Como a Terra Indígena Raposa Serra do Sol fica próxima à fronteira com a Guiana Inglesa, os docentes tiveram, ainda, a possibilidade de conhecer o município de Lethem. “A gente percebeu como é a essa localidade de fronteira onde se falam muitos idiomas, porque Roraima faz divisa tanto com a Venezuela quanto com a Guiana Inglesa, então é uma região onde de fala espanhol, inglês, português e todas as línguas dos povos originários que vivem ali. Há uma complexidade de linguagem que a gente percebe do local. Então é um tanto mais desafiador estar nesses locais, conseguir exercer o nosso trabalho. As atividades culturais sempre são muito importantes. Nós tivemos cantores e poetas locais, um deles afirmou, num poema, que o maior defensor da floresta amazônica é o mosquito da malária, inimaginável para quem não vive essa realidade”, observou Sacco.
As condições de trabalho como centralidade
Diante de todo o exposto, as condições de trabalho, como sempre, se apresentam como centralidade do debate. Esse foi o destaque do professor Breno dos Santos, diretor da Regional Pantanal do Andes-SN e também um dos coordenadores nacionais do GT Multicampia e Fronteira.

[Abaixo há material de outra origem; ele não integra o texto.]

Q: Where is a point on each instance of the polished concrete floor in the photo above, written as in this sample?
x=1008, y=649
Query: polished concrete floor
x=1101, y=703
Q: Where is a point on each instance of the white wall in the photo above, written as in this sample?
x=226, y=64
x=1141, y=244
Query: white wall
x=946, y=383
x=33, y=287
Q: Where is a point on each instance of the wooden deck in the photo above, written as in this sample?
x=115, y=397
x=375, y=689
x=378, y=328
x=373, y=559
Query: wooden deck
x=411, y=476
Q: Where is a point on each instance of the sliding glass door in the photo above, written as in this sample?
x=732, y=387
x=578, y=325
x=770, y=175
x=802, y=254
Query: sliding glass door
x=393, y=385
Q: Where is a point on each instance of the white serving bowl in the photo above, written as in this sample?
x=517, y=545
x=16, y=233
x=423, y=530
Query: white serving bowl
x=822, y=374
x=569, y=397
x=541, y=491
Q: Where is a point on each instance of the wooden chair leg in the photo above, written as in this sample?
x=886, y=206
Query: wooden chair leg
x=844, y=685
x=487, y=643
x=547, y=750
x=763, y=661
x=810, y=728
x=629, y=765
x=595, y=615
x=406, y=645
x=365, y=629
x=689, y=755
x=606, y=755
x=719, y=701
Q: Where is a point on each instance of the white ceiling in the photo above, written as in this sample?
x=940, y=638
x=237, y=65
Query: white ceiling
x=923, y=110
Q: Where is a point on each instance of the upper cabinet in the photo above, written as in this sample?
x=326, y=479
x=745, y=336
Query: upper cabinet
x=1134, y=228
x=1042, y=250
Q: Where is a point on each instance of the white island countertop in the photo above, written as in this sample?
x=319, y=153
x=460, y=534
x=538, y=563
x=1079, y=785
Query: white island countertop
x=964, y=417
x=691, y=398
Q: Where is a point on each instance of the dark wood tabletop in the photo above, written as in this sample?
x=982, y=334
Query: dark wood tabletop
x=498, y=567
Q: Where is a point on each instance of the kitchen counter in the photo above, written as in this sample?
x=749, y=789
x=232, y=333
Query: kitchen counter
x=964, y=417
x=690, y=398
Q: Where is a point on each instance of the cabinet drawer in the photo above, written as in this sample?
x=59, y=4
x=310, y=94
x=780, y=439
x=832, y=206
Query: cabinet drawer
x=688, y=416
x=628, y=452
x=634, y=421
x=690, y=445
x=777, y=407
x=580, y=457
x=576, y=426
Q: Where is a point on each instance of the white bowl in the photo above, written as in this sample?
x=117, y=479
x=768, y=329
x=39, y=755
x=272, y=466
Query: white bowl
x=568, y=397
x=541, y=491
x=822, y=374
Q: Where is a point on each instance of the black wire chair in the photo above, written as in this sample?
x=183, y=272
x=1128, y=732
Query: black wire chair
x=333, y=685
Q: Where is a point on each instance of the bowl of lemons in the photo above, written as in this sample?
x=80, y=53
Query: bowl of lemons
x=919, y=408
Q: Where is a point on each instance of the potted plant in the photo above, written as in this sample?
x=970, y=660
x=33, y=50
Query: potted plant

O professor Breno dos Santos também é um dos coordenadores do GT Multicampia e Fronteira do Andes-SN
“Eu penso que o destaque central do 2º Seminário Multicampia e Fronteira foi a oportunidade para a categoria poder discutir questões relativas a condições de trabalho, orçamento das universidades, como orçamento impacta na multicampia, e também questões relativas à disparidade entre aqueles trabalhadores e trabalhadoras que estão nos centros principais do país, nos grandes centros, e aqueles que estão nas regiões consideradas periféricas. Isso se demonstra pela disparidade, por exemplo, do custo de vida, nas condições de transporte e deslocamento, nas condições de acesso e permanência de docentes, discentes, técnicos, e também nas condições de fixação docente em locais muitas vezes não tem uma estrutura de saúde, transporte, de vida social de garanta uma permanência confortável para a docente e o docente nesse espaço. Diante desse debate foi reivindicado que se aprofunde ainda mais a análise de como a questão orçamentária tem impactado as condições de trabalho, as condições estruturais da atividade docente nesses espaços, mas que também se reforce no âmbito do sindicato nacional a defesa de que, sem desviar do horizonte da carreira única, se possa reivindicar um adicional para atividades penosas para os docentes que trabalham nessas condições. Esse é um debate que vem sendo feito nos espaços deliberativos do Andes, e foi feito também nesse seminário, inclusive com a indicação de que a coordenação nacional do GT possa fazer um levantamento sobre as propostas de lei que estão em tramitação acerca desse tema, e que isso possa, inclusive, surgir no debate do Setor das Federais, para pensar a pauta de negociação junto ao Governo Federal”, concluiu.